On Monday, Texas Gov. Greg Abbott (R) announced a statewide plan to ban the social media platform TikTok over its ties to the Chinese Communist Party. State agencies will have until the middle of next week to ban the app and other forbidden software on their devices.
Abbott made the plan known on Twitter, where he outlined the risks posed by those who used the app.
Today, I’m announcing a plan to ban TikTok in Texas.— Gov. Greg Abbott (@GovAbbott) February 6, 2023
It’s critical that state agencies are protected from the Chinese Communist Party as they work on behalf of Texans.
Learn more about my plan to keep Texas secure: https://t.co/mJrtyuuMdA pic.twitter.com/cN3A0dhbXv
“The security risks associated with the use of TikTok on devices used to conduct the important business of our state must not be underestimated or ignored,” Abbott said in a statement.
“Owned by a Chinese company that employs Chinese Communist Party members, TikTok harvests significant amounts of data from a user’s device, including details about a user’s internet activity. Other prohibited technologies listed in the statewide model plan also produce a similar threat to the security of Texans,” he added. “It is critical that state agencies and employees are protected from the vulnerabilities presented by the use of this app and other prohibited technologies as they work on behalf of their fellow Texans.”
The ban would prevent the download of TikTok on state-issued devices, including tablets, cell phones, laptops and any other technology capable of connecting to the internet. In addition, the plan would include restrictions on using TikTok on state-issued internet networks. State agencies' IT departments will have until Feb. 15 to implement policies to comply with the plan.
In recent months, several universities in the Lone Star State have blocked access to TiKTok on campus WiFi.
“The university is taking these important steps to eliminate risks to information contained in the university’s network and to our critical infrastructure,” University of Texas at Austin’s technology adviser Jeff Neyland wrote to students in January. “As outlined in the governor’s directive, TikTok harvests vast amounts of data from its users’ devices — including when, where and how they conduct internet activity — and offers this trove of potentially sensitive information to the Chinese government.”

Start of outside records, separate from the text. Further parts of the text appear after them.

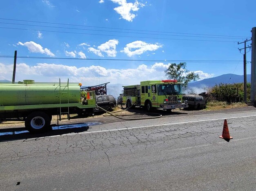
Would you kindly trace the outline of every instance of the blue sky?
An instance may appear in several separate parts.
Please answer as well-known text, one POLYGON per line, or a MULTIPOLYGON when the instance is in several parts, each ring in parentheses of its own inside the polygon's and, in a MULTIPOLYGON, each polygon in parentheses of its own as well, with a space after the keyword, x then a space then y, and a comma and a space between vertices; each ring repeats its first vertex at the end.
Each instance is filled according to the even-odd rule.
POLYGON ((18 58, 16 81, 132 85, 165 79, 169 65, 183 61, 201 79, 243 75, 237 42, 251 37, 255 7, 253 0, 3 1, 0 80, 11 80, 13 58, 2 56, 16 50, 51 58, 18 58))

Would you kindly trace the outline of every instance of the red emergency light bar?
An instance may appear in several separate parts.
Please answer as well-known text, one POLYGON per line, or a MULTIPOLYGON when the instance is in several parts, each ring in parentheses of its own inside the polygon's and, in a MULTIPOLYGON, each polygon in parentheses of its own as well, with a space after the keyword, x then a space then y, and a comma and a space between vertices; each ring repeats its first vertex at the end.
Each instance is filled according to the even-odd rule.
POLYGON ((177 82, 178 80, 162 80, 162 82, 177 82))

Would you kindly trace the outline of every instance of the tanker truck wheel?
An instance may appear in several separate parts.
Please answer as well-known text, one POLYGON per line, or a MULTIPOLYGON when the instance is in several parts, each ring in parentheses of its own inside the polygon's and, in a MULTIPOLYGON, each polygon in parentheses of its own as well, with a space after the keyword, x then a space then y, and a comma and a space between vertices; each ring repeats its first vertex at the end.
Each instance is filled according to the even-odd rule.
POLYGON ((29 132, 39 133, 50 129, 51 119, 44 112, 36 111, 29 114, 25 119, 25 127, 29 132))

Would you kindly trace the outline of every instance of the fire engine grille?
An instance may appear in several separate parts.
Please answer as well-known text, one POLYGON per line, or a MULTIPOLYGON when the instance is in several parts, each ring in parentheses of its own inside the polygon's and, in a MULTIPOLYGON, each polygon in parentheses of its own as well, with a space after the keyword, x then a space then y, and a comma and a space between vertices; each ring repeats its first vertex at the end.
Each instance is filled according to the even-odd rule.
POLYGON ((177 103, 177 96, 176 96, 168 97, 168 103, 169 104, 177 103))

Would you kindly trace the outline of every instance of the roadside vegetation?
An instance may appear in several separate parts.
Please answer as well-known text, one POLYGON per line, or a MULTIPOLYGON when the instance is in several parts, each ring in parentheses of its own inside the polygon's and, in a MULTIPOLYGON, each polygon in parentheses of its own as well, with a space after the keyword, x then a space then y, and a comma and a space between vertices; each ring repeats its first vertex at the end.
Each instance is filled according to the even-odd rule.
MULTIPOLYGON (((247 83, 247 100, 250 99, 250 83, 247 83)), ((206 110, 221 109, 245 107, 243 83, 233 84, 220 83, 209 89, 203 95, 207 102, 206 110)))
POLYGON ((247 104, 243 102, 228 103, 226 102, 212 101, 207 102, 206 109, 204 110, 206 111, 221 110, 246 106, 247 106, 247 104))

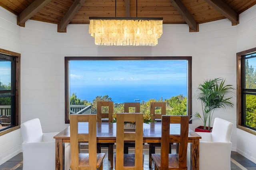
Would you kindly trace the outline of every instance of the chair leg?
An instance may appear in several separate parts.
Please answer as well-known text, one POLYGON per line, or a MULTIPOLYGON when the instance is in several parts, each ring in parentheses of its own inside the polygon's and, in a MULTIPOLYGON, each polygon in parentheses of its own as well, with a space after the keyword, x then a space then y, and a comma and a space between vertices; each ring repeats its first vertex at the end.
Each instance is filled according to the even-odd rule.
POLYGON ((151 166, 152 165, 152 157, 151 157, 151 155, 152 154, 155 153, 155 147, 153 146, 152 145, 149 144, 149 154, 148 154, 148 157, 149 157, 149 168, 151 168, 151 166))
POLYGON ((98 168, 98 170, 103 170, 103 162, 101 163, 101 165, 98 168))
POLYGON ((176 153, 179 153, 179 146, 180 144, 179 143, 176 143, 176 153))
POLYGON ((125 146, 125 145, 124 146, 124 154, 128 154, 129 150, 129 147, 125 146))
POLYGON ((111 145, 108 146, 108 160, 110 161, 110 166, 111 168, 113 167, 113 159, 114 159, 114 145, 111 145))
POLYGON ((98 143, 97 144, 97 153, 101 153, 101 147, 99 144, 98 143))
POLYGON ((169 153, 172 153, 172 144, 173 144, 173 143, 170 143, 169 145, 169 153))

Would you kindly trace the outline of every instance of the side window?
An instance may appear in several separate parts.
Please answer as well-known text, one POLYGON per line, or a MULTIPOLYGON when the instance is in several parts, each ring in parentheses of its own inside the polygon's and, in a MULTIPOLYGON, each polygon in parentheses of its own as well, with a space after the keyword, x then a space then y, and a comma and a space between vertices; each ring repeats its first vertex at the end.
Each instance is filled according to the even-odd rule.
POLYGON ((237 57, 238 127, 256 133, 256 49, 237 57))
POLYGON ((17 60, 0 53, 0 131, 20 124, 17 60))
MULTIPOLYGON (((167 115, 191 113, 191 57, 66 57, 65 122, 70 114, 97 113, 98 101, 126 102, 150 114, 152 102, 165 102, 167 115)), ((158 108, 157 111, 160 109, 158 108)))

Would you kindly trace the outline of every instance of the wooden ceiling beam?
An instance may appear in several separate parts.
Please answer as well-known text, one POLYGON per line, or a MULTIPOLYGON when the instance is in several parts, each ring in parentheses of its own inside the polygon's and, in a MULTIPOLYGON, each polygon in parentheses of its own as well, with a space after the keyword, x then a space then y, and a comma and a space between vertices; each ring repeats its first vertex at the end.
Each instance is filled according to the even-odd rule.
POLYGON ((130 17, 131 14, 130 14, 130 0, 125 0, 125 16, 126 17, 130 17))
POLYGON ((170 0, 172 4, 180 13, 190 29, 198 31, 196 22, 180 0, 170 0))
POLYGON ((35 0, 20 14, 18 18, 18 23, 24 24, 51 1, 51 0, 35 0))
POLYGON ((232 23, 238 22, 237 13, 222 0, 204 0, 209 5, 215 8, 225 17, 230 20, 232 23))
POLYGON ((76 0, 73 3, 70 8, 60 21, 58 27, 58 32, 65 30, 70 21, 79 10, 86 0, 76 0))

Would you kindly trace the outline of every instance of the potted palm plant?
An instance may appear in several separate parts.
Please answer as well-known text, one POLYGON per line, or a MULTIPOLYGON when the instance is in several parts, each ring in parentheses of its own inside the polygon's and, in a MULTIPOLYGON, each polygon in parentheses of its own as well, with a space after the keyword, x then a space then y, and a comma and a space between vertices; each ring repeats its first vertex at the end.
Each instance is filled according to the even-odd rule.
POLYGON ((231 94, 234 88, 232 85, 225 85, 224 83, 223 78, 216 78, 206 80, 199 84, 196 98, 201 102, 202 114, 197 112, 192 115, 190 119, 199 118, 203 123, 202 126, 196 128, 196 132, 211 132, 210 125, 215 109, 234 107, 231 94))

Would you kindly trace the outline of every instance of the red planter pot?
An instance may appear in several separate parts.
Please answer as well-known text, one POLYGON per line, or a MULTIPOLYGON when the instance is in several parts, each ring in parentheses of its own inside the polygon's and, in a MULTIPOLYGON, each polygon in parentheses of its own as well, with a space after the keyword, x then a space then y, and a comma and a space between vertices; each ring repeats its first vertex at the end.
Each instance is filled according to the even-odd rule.
POLYGON ((206 127, 206 129, 204 129, 203 126, 199 126, 195 129, 196 132, 212 132, 212 127, 210 127, 210 130, 208 130, 208 127, 206 127))

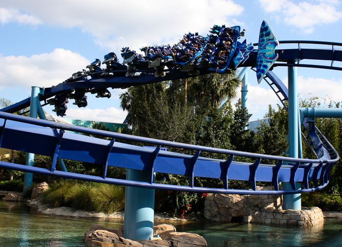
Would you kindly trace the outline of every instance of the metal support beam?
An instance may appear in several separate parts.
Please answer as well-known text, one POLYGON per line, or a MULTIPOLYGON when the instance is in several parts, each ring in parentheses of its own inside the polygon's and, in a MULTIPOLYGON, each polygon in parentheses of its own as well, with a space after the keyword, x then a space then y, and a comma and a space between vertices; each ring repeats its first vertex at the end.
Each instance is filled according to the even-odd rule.
MULTIPOLYGON (((297 84, 297 68, 288 67, 289 92, 289 156, 298 158, 299 132, 299 122, 298 86, 297 84)), ((291 190, 292 186, 290 183, 283 183, 284 190, 291 190)), ((296 189, 300 188, 300 184, 296 183, 296 189)), ((300 194, 283 195, 284 209, 300 210, 301 209, 300 194)))
MULTIPOLYGON (((150 172, 127 169, 126 180, 150 182, 150 172)), ((126 186, 124 237, 149 240, 153 236, 154 189, 126 186)))
MULTIPOLYGON (((38 87, 32 87, 31 91, 31 103, 30 105, 30 117, 37 118, 38 113, 38 104, 40 104, 39 101, 39 93, 41 89, 38 87)), ((34 154, 26 153, 26 165, 29 166, 33 166, 34 163, 34 154)), ((26 193, 27 189, 32 185, 32 178, 33 176, 32 173, 25 172, 24 178, 24 193, 26 193)))

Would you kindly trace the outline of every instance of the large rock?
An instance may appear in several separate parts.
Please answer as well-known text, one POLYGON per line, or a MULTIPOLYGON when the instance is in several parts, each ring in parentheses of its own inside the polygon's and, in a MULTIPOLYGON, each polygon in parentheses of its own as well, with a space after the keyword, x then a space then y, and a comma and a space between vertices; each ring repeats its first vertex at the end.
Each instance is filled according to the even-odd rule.
POLYGON ((198 235, 186 232, 171 232, 172 247, 193 247, 207 246, 204 238, 198 235))
POLYGON ((35 200, 36 202, 42 199, 43 193, 49 188, 49 185, 45 182, 38 183, 34 186, 31 194, 31 201, 35 200))
POLYGON ((24 198, 21 194, 9 193, 2 198, 2 200, 7 202, 22 202, 24 198))
POLYGON ((153 239, 139 241, 144 245, 144 247, 171 247, 171 243, 161 239, 153 239))
POLYGON ((153 237, 156 237, 158 234, 163 240, 171 239, 170 233, 175 232, 176 228, 171 225, 160 224, 153 226, 153 237))
POLYGON ((90 226, 90 228, 89 229, 89 230, 87 231, 85 234, 85 236, 83 237, 83 243, 86 244, 90 234, 97 230, 103 230, 115 233, 117 236, 118 239, 119 239, 119 238, 120 237, 123 236, 122 232, 120 230, 118 230, 117 229, 106 228, 105 226, 103 226, 102 225, 94 225, 90 226))
POLYGON ((120 240, 127 246, 131 246, 132 247, 144 247, 144 245, 141 243, 134 241, 134 240, 127 239, 127 238, 124 238, 122 237, 120 238, 120 240))

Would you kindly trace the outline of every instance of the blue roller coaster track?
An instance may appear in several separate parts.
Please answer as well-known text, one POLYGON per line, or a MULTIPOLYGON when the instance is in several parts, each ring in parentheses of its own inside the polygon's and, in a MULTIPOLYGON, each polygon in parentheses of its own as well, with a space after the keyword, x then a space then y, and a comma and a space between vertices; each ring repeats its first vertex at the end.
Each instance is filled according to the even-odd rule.
MULTIPOLYGON (((192 51, 191 49, 186 52, 183 50, 183 54, 187 55, 187 60, 184 60, 184 55, 179 54, 181 52, 177 52, 175 49, 174 52, 170 52, 167 56, 163 54, 162 51, 159 55, 156 55, 155 52, 152 55, 149 54, 153 51, 153 49, 145 47, 142 51, 145 52, 145 56, 142 58, 142 56, 127 48, 122 51, 124 58, 123 64, 118 62, 115 54, 109 53, 105 57, 104 63, 107 65, 106 69, 101 68, 100 61, 96 60, 87 67, 89 71, 76 73, 56 86, 42 89, 39 101, 43 102, 43 106, 47 104, 55 105, 57 114, 63 115, 65 109, 61 106, 64 105, 66 99, 73 98, 75 100, 74 104, 79 107, 85 106, 86 104, 84 103, 86 101, 84 97, 86 92, 97 93, 99 97, 109 97, 110 94, 107 89, 109 88, 126 88, 215 71, 229 72, 237 67, 252 67, 256 70, 258 78, 265 80, 284 103, 288 100, 287 89, 269 69, 272 70, 275 67, 288 66, 342 70, 341 67, 334 66, 335 61, 342 61, 342 51, 336 48, 342 46, 342 44, 299 41, 278 42, 269 34, 269 30, 262 26, 261 29, 260 33, 264 34, 260 35, 260 37, 267 36, 266 38, 260 38, 257 44, 247 45, 246 41, 242 43, 237 41, 239 27, 230 29, 224 26, 214 26, 212 29, 212 35, 207 37, 198 36, 198 43, 202 43, 201 46, 198 45, 192 51), (215 35, 217 36, 215 37, 215 35), (227 43, 229 41, 227 39, 229 37, 231 40, 227 43), (281 45, 289 43, 296 44, 298 48, 275 49, 279 44, 281 45), (222 44, 222 45, 227 45, 227 49, 229 50, 223 58, 218 55, 223 50, 222 45, 220 46, 222 44), (305 44, 324 45, 326 47, 302 48, 301 45, 305 44), (207 45, 210 44, 213 46, 210 47, 212 48, 206 60, 205 53, 209 49, 207 45), (256 45, 257 47, 256 47, 256 45), (320 66, 303 64, 301 61, 304 60, 329 61, 331 63, 330 66, 320 66), (260 72, 260 70, 263 71, 260 72)), ((187 39, 185 37, 185 42, 189 42, 188 41, 193 37, 193 35, 189 35, 186 36, 187 39)), ((186 47, 186 45, 184 46, 186 47)), ((339 159, 334 147, 317 129, 314 122, 307 118, 305 118, 301 124, 306 132, 306 139, 311 140, 308 142, 317 157, 316 159, 273 156, 179 143, 66 125, 11 114, 29 106, 30 101, 31 98, 28 98, 0 110, 0 147, 50 156, 53 160, 52 166, 47 169, 0 161, 0 167, 59 177, 143 188, 238 194, 289 194, 314 191, 326 186, 329 181, 330 172, 339 159), (107 136, 110 140, 69 131, 107 136), (118 140, 149 143, 156 147, 152 149, 138 145, 128 145, 118 142, 118 140), (161 149, 162 146, 191 150, 194 155, 163 151, 161 149), (226 155, 229 157, 226 160, 209 158, 200 156, 203 152, 226 155), (250 158, 255 161, 237 162, 234 160, 236 157, 250 158), (97 164, 104 168, 103 176, 94 176, 57 170, 58 158, 97 164), (273 161, 276 164, 266 164, 265 163, 270 163, 264 162, 266 160, 273 161), (108 166, 147 171, 150 174, 149 180, 143 182, 108 178, 107 174, 108 166), (188 176, 190 185, 185 186, 155 183, 153 181, 154 173, 188 176), (221 179, 224 188, 196 187, 194 178, 196 177, 221 179), (253 189, 230 188, 229 181, 231 180, 249 181, 253 189), (310 187, 310 181, 313 182, 313 187, 310 187), (271 182, 275 189, 270 191, 257 190, 257 181, 271 182), (292 189, 280 190, 278 183, 280 182, 289 182, 292 189), (301 183, 301 189, 296 189, 296 182, 301 183)))

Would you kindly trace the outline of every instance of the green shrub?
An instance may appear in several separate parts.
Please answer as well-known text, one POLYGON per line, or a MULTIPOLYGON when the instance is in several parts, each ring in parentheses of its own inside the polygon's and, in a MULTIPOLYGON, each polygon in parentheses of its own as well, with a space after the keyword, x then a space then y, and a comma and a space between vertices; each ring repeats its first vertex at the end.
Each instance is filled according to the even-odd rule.
POLYGON ((21 180, 7 180, 0 181, 0 190, 9 191, 22 191, 24 181, 21 180))
POLYGON ((125 206, 125 187, 100 184, 91 198, 96 211, 111 214, 125 206))
POLYGON ((68 181, 49 185, 43 202, 51 206, 111 214, 125 206, 125 187, 111 184, 68 181))

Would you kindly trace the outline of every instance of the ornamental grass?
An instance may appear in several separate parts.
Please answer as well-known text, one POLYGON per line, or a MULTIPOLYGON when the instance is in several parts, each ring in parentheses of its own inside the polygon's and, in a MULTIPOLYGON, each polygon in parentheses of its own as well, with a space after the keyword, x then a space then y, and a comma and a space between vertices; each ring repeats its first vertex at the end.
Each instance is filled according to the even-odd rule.
POLYGON ((112 184, 76 181, 50 184, 43 201, 53 207, 111 214, 125 206, 125 187, 112 184))

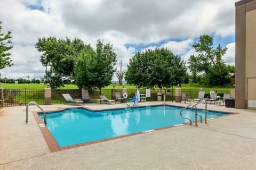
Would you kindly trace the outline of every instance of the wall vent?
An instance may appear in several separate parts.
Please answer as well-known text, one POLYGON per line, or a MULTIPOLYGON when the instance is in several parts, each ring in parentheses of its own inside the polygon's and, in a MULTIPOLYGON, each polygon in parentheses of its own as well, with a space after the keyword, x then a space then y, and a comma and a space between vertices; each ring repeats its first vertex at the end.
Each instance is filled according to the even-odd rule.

Following UT Austin's announcement, several more Texas schools announced similar measures, including the University of Texas at Dallas and the Texas A&M University system, according to The Texas Tribune.
On Friday, as Townhall covered, a balloon was discovered hovering nearby a military base in Montana. The balloon came from China, and the Chinese foreign ministry claimed it was used to monitor the weather and that it had gotten misdirected due to wind. Reportedly, U.S. officials began to "obscure" sensitive locations near the balloon before it was ultimately shot down over the ocean.